Village Talk provides insight into everyday life as experienced by its author, West Michigan resident Ray Nies, from the 1880s to the 1940s. The book chronicles his encounters with the people, places and changes across some seven decades as he grew up in Saugatuck and then spent the rest of his days in Holland, first working in and then running the family hardware store.

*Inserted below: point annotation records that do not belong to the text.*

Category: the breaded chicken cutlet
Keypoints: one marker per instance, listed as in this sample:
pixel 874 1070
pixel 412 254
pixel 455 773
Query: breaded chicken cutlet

The Stories of Arthur King and Christine Iverson Bennett: Medical Missionaries in Mesopotamia, 1904-1916

Christine I. Bennett

Van Raalte Press, 2023

The Stories of Arthur King and Christine Iverson Bennett: Medical Missionaries in Mesopotamia, 1904-1916 by Christine I. Bennett

Dr. Arthur King Bennett was one of the pioneer missionaries of the Reformed Church in Ottoman Mesopotamia. He was joined at the Lansing Memorial Hospital in the port city of Basra by his wife-to-be, Dr. Christine Iverson.
Together, they served all comers, regardless of nationality, social status, or ability to pay, and lived adventures ranging from carving a life out of the Great Plains, to being captured by pirates, to racing through river-rapids with a band of thieves hot on their trail.